Cristina fez campanha desfilando uma economia em crescimento interrupto desde que o casal chegou à Casa Rosada, em 2003 — com exceção de 2008. Para completar, escolheu o jovem ministro da Economia, Amado Boudou, como seu novo vice. Também apostou nos programas sociais e consolidou sua popularidade. Com uma mensagem concisa e discreta, sem dar entrevistas nem participar de debates, ela ganhou votos não apenas entre os mais pobres, mas também na classe média e entre os jovens.

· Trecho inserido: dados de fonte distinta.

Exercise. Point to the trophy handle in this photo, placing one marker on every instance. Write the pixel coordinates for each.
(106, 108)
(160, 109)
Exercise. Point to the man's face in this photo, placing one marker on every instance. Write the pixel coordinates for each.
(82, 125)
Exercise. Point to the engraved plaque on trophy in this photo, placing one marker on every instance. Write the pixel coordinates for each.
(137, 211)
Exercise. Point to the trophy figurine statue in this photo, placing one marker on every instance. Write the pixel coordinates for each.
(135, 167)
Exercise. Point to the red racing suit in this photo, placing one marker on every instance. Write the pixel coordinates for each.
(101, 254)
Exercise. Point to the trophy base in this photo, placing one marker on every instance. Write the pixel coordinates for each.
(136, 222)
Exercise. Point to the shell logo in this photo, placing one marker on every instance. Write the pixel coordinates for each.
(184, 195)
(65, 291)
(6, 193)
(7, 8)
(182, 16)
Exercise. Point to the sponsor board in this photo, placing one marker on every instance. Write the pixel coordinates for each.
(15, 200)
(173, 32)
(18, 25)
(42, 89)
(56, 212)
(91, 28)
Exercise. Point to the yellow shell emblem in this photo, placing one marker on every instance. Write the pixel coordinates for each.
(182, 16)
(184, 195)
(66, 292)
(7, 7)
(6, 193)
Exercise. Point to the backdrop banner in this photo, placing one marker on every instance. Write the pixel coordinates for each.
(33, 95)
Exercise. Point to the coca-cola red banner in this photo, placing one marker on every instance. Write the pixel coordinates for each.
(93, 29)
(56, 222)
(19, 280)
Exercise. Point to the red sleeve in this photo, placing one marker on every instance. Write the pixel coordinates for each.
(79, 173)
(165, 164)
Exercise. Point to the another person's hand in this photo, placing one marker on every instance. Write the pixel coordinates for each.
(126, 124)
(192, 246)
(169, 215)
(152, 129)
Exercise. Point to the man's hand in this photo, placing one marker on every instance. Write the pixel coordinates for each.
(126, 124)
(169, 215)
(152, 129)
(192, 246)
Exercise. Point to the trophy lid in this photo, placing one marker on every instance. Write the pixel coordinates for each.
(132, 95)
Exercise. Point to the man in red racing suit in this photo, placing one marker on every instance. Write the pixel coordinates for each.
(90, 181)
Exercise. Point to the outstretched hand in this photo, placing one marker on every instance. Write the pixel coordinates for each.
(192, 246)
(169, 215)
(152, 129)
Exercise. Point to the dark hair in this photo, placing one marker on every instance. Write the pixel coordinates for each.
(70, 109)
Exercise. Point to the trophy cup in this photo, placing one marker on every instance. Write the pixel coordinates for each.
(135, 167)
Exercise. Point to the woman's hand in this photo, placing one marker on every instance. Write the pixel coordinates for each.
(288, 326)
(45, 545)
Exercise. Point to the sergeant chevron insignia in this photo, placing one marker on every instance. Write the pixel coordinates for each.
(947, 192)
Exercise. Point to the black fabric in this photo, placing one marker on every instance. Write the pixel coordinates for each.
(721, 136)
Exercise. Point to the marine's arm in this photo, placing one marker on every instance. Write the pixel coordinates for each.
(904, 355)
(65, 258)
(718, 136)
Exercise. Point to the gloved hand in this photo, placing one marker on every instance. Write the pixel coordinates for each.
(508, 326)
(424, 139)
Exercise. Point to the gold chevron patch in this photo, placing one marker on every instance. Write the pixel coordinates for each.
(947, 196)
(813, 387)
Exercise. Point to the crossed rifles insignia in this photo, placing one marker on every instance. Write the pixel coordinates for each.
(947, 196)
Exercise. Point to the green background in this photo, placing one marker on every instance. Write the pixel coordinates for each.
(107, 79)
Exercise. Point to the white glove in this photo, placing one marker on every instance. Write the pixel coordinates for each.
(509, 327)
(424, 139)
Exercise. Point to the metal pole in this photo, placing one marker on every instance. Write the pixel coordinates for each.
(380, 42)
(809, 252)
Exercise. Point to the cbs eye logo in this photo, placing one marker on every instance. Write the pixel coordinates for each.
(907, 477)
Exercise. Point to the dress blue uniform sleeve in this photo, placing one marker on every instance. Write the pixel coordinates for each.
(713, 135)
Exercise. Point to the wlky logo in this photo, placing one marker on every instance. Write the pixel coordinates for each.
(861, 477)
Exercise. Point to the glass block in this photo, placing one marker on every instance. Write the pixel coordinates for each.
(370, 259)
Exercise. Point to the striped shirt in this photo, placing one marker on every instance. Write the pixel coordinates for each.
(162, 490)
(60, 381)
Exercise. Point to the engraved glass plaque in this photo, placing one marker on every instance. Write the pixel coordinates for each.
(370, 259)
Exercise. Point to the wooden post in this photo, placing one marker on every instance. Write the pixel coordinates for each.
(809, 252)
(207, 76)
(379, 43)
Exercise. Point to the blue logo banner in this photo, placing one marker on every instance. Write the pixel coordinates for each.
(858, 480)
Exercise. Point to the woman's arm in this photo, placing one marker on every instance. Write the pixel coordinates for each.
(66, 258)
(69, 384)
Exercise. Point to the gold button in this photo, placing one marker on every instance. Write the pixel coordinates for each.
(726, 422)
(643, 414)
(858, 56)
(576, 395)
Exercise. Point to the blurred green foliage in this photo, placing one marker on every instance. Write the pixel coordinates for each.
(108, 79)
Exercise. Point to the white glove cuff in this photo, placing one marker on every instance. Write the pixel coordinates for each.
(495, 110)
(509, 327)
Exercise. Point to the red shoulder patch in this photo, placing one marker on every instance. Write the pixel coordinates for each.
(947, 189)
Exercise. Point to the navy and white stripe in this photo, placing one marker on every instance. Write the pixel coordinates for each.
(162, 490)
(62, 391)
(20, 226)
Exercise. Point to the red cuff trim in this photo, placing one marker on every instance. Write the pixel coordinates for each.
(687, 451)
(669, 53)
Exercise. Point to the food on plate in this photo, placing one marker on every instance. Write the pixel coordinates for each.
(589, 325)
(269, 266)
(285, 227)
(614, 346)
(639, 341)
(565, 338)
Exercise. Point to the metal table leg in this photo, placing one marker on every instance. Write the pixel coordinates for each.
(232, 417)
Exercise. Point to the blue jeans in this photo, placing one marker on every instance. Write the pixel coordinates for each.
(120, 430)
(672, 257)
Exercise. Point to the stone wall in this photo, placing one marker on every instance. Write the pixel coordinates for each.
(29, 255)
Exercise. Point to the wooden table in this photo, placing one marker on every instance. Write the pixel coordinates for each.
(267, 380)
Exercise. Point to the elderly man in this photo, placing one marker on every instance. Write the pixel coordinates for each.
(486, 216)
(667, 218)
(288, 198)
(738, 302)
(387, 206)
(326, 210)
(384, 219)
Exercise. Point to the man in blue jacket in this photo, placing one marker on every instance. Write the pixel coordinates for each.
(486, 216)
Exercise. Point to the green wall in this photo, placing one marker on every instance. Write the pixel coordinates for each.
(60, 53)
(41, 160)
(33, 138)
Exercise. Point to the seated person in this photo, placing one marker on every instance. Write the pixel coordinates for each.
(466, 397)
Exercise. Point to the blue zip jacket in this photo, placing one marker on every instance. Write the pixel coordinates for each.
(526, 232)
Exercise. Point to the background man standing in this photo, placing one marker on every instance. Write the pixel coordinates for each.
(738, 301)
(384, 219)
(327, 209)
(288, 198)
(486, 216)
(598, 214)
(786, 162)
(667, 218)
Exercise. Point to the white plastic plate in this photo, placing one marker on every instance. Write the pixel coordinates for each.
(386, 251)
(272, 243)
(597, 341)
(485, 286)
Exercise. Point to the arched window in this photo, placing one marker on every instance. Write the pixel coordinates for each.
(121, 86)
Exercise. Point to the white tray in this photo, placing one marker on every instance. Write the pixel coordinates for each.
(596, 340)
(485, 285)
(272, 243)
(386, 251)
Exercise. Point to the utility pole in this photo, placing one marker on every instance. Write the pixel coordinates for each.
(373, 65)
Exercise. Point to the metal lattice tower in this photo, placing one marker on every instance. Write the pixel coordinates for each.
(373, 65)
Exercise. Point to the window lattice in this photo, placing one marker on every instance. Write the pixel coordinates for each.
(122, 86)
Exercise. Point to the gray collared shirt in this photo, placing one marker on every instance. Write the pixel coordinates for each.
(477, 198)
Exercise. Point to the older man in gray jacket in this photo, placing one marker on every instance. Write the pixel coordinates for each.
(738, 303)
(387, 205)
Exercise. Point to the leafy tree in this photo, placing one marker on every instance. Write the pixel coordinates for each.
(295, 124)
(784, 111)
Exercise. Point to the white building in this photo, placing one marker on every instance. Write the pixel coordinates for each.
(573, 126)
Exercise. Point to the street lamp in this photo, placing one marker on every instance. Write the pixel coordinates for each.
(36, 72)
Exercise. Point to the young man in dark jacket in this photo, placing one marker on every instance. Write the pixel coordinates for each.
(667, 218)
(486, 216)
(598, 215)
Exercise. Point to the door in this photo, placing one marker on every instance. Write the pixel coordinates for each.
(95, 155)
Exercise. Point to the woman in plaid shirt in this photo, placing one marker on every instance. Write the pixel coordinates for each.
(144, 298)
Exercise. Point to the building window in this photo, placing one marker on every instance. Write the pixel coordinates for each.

No mandato que começa em dezembro, a presidente deve continuar a apostar nas estratégias do último ano de governo. Com a Casa Rosada fortalecida, os argentinos aguardam possíveis mudanças no governo. "É um momento importante, e ela precisa de uma boa diretriz. Especula-se muito sobre qual caminho ela vai seguir, se vai ter um tom mais conciliador com a oposição e com alguns setores, como os meios de comunicação, ou se vai apegar-se a questões menores. Isso deve ser definido já nos próximos dias, com a formação da nova equipe", diz Ayerbe.

Frente externa A política externa deve sofrer poucas alterações. "A Argentina vai continuar relativamente fechada e não deve ceder muito. Com o Brasil, devem persistir alguns problemas no Mercosul. É uma questão histórica, desde a época de Perón, de focalizar muito no desenvolvimento interno", aponta Moisés Marques, coordenador do curso de relações internacionais da Faculdade Santa Marcelina.

No discurso da vitória, Cristina fez questão de agradecer primeiramente à presidente Dilma Rousseff, "por suas doces palavras". A governante brasileira ligou para dar os parabéns à colega logo depois da divulgação parcial dos resultados e afirmou que pretende comparecer à posse, marcada para 10 de dezembro.